Он прожил здесь сезон морских купаний и имеет уже множество льстецов, хвалящих его произведения; это поддерживает в нём вредное заблуждение и кружит его голову тем, что он замечательный писатель, в то время как он только слабый подражатель писателя, в пользу которого можно сказать очень мало, — лорда Байрона. Это обстоятельство отдаляет его от основательного изучения великих классических поэтов, которые имели бы хорошее влияние на его талант, в чём ему нельзя отказать, и сделали бы из него со временем замечательного писателя. Удаление его отсюда будет лучшая услуга для него. Я не думаю, что служба при генерале Инзове поведёт к чему-нибудь, потому что хотя он и не будет в Одессе, но Кишинёв так близок отсюда, что ничего не помешает его почитателям поехать туда; да и, наконец, в самом Кишинёве он найдёт в молодых боярах и молодых греках скверное общество.
По всем этим причинам я прошу ваше сиятельство довести об этом деле до сведения государя и испросить его решения по оному. Ежели Пушкин будет жить в другой губернии, он найдёт более поощрителей к занятиям и избежит здешнего опасного общества. Повторяю, граф, что я прошу этого только ради него самого; надеюсь, моя просьба не будет истолкована ему во вред, и вполне убеждён, что, только согласившись со мною, ему можно будет дать более средств обработать его рождающийся талант, удалив его в то же время от того, что ему так вредно, от лести и столкновения с заблуждениями и опасными идеями» (23, 207–208).
Внешне отношение Воронцова к чиновнику 10-го класса Пушкину не изменилось, но поэт, обладавший высочайшей чувствительностью, понял: что-то произошло и выбрал весьма сомнительный способ защиты — эпиграмму:
Повалить Голиафа — это ещё остатки подростковой психологии, от которой Пушкину удалось избавиться только в Михайловской ссылке. А пока на его потуги следует следующее письмо Воронцова графу Нессельроде: «…Кстати, повторяю мою просьбу: избавьте меня от Пушкина, это, может быть, превосходный малый и хороший поэт, но мне бы не хотелось иметь его дольше ни в Одессе, ни в Кишинёве».
И. П. Липранди, весной и летом 1824 года трижды бывший в Одессе, каждый раз находил Пушкина всё в более и более удручённом состоянии; исчезла весёлость, характерная для периода его пребывания в Кишинёве. Мрачное душевное состояние поэта породило множество устных эпиграмм, которые тем не менее попали на бумагу. Стихи эти касались не только чиновников из канцелярии Воронцова, но и посетителей балов его супруги. Конечно, это вызывало недовольство многих; начались сплетни и интриги, которые ещё больше тревожили Александра Сергеевича, заварившего эту кашу.

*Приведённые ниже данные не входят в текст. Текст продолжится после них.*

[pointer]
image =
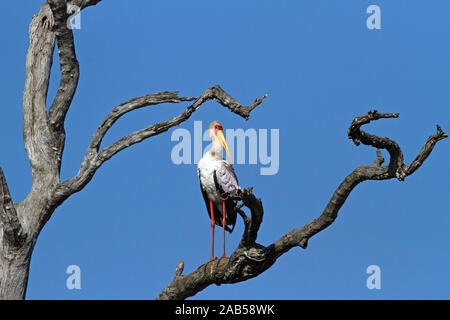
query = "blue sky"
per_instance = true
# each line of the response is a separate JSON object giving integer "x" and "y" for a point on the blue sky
{"x": 129, "y": 228}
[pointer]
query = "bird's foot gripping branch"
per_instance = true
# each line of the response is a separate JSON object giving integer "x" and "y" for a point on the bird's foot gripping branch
{"x": 250, "y": 259}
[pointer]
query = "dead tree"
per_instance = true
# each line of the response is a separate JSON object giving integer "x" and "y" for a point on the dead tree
{"x": 44, "y": 139}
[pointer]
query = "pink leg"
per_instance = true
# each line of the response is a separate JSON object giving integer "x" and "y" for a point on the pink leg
{"x": 223, "y": 225}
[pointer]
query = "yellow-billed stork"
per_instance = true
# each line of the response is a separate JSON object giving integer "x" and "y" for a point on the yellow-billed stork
{"x": 215, "y": 173}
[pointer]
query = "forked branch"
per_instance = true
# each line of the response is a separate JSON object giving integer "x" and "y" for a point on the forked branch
{"x": 96, "y": 156}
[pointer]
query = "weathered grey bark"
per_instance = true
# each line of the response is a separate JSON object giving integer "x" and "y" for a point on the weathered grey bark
{"x": 44, "y": 139}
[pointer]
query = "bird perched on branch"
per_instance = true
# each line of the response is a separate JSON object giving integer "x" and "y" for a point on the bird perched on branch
{"x": 216, "y": 178}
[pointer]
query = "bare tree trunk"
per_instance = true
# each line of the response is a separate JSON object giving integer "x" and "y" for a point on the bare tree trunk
{"x": 44, "y": 139}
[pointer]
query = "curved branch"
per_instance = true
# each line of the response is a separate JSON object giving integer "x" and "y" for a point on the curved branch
{"x": 94, "y": 158}
{"x": 12, "y": 229}
{"x": 251, "y": 259}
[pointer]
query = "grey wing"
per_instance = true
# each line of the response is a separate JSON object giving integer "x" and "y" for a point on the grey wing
{"x": 226, "y": 177}
{"x": 225, "y": 180}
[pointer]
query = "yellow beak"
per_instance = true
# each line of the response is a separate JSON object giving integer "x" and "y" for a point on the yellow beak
{"x": 221, "y": 138}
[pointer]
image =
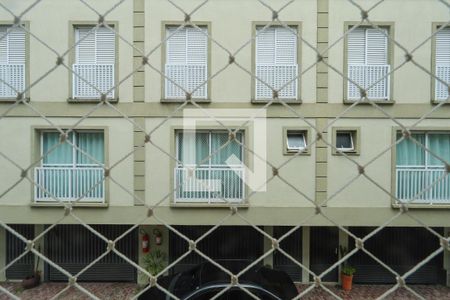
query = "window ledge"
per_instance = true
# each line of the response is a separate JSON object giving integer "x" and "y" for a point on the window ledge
{"x": 349, "y": 153}
{"x": 209, "y": 205}
{"x": 423, "y": 205}
{"x": 279, "y": 101}
{"x": 184, "y": 100}
{"x": 53, "y": 204}
{"x": 292, "y": 153}
{"x": 12, "y": 100}
{"x": 436, "y": 102}
{"x": 382, "y": 102}
{"x": 93, "y": 100}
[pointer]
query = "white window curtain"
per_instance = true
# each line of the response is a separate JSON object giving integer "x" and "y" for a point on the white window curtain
{"x": 95, "y": 46}
{"x": 196, "y": 147}
{"x": 276, "y": 62}
{"x": 442, "y": 63}
{"x": 63, "y": 154}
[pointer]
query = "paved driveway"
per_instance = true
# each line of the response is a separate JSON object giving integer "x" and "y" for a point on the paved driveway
{"x": 121, "y": 291}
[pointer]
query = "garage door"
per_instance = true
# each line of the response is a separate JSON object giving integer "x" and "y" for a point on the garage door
{"x": 73, "y": 247}
{"x": 224, "y": 243}
{"x": 324, "y": 243}
{"x": 401, "y": 249}
{"x": 292, "y": 245}
{"x": 14, "y": 248}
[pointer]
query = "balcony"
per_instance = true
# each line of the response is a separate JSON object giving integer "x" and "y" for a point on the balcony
{"x": 69, "y": 184}
{"x": 276, "y": 76}
{"x": 209, "y": 184}
{"x": 443, "y": 73}
{"x": 12, "y": 80}
{"x": 189, "y": 77}
{"x": 412, "y": 181}
{"x": 89, "y": 76}
{"x": 374, "y": 76}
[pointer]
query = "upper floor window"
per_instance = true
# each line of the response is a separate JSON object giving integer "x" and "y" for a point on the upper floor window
{"x": 186, "y": 68}
{"x": 210, "y": 167}
{"x": 368, "y": 63}
{"x": 73, "y": 169}
{"x": 95, "y": 55}
{"x": 442, "y": 61}
{"x": 276, "y": 62}
{"x": 12, "y": 61}
{"x": 421, "y": 175}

В. Ф. Вяземская, относившаяся к Пушкину как к собственному сыну, тем не менее писала супругу: «Ничего хорошего не могу сказать тебе о племяннике Василия Львовича. Это совершенно сумасшедшая голова, с которою никто не может совладать. Он натворил новых проказ. Вся вина — с его стороны…
Я делаю всё, что могу, чтобы успокоить его: браню его от твоего имени, уверяю его, что, разумеется, ты первым признал бы его виноватым, так как только ветреник мог так набедокурить. Он захотел выставить в смешном виде важную для него особу — и сделал это; это стало известно, и, как и следовало ожидать, на него не могли больше смотреть благосклонно. Он меня очень огорчает; никогда не приходилось мне встречать столько легкомыслия и склонности к злословию, как в нём, но вместе с тем я думаю, что у него доброе сердце и много мизантропии» (22, 401).
П. А. Вяземский, обеспокоенный тревожными сообщениями жены, пытался остеречь друга. В конце мая он писал ему: «Сделай милость, будь осторожен на язык и на перо. Не играй своим будущим. Теперешняя ссылка твоя лучше всякого места. Что тебе в Петербурге? Дай мне отделаться от дел своих, но не так, чтобы можно было всё бросить на несколько лет и ехать в чужие края, я охотно поселился бы у вас. Верные люди сказывали мне, что уже на Одессу смотрят, как на champ d’asyle[45]
, а в этом поле, верно, никакая ягодка более тебя не обращает внимания. В случае какой-нибудь непогоды Воронцов не отстоит тебя и не защитит, если правда, что и он подозреваем в подозрительности. Да к тому же, признаюсь откровенно: я не твёрдо уповаю на рыцарство Воронцова. Он человек приятный, благонамеренный, но не пойдёт донкишотствовать против власти ни за лице, ни за мнение, какие бы они ни были, если власть поставит его в необходимость объявить себя за них или за неё. Ты довольно сыграл пажеских шуток с правительством; довольно подразнил его, и полно».